Community Participation
Tuesday 24 July 2012, 2:00pm - 4:00pm

This track also considered how to strengthen community advocacy and participation with communities of color, indigenous groups, and racial justice leaders. We began discussing the success and challenges some Tarrytown Meetings participants have had with community participation and organization and leadership outreach, and then focus the conversation on strategies for moving forward, in particular, for the translation and messaging of the social implications of some genetic technologies and practices. Key questions that were explored included:

  • How do we shift the conversation past demands for access and inclusion and towards a critical understanding of the racial justice implications created by these technologies?
  • What is the aim of community collaboration and advocacy? Is it the provision of information? Or for two-way learning?
  • How do we avoid tokenism in participatory activities?
  • How might community advocacy and/or participation help us overcome the “knowledge gap”?

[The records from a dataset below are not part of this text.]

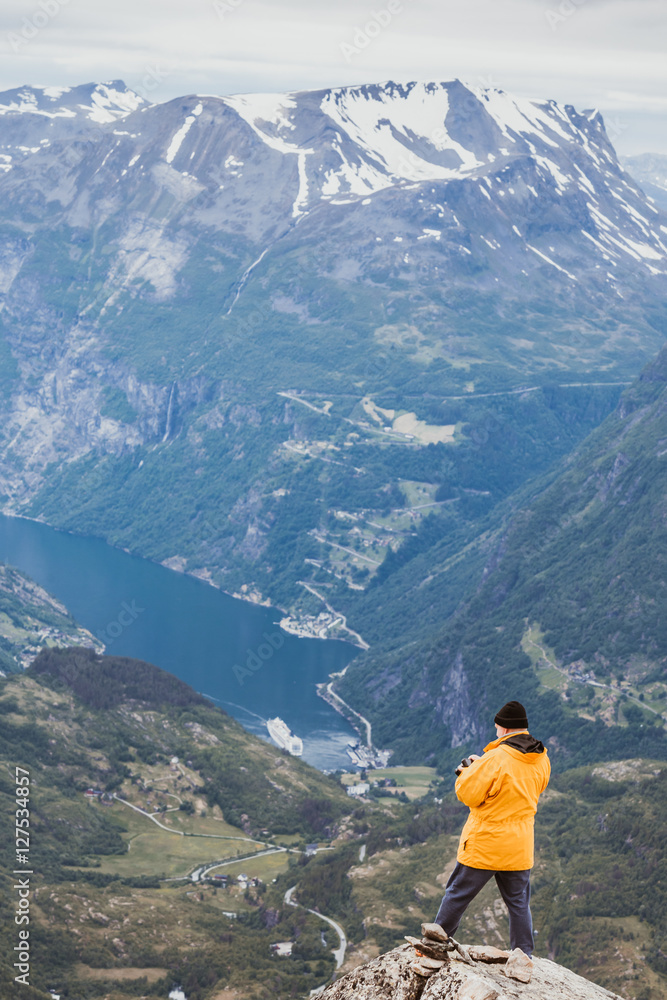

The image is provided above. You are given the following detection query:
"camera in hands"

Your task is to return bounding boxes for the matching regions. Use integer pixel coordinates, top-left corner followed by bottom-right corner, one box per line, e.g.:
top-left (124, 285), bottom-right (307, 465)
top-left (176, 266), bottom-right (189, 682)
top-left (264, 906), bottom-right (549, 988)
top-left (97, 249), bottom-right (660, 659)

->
top-left (454, 757), bottom-right (472, 777)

  • What tools and infrastructure allow us to promote collaborative activities—leaflets, information about ongoing research/activities of interest? How do we adjust these based on participatory outcomes? How should our strategies for collaboration vary according to what technology or practice is at hand (i.e. Race-based medicine, DNA forensics, etc.)?
  • How must we adjust our strategies depending on the communities being targeted, e.g. indigenous vs African American communities?
  • How might we create new structures for community participation in regulatory processes, eg through “Race Impact Assessments”?
  • How can we collect and dissipate narrative experiences of community members who have been affected by one or more of these technologies?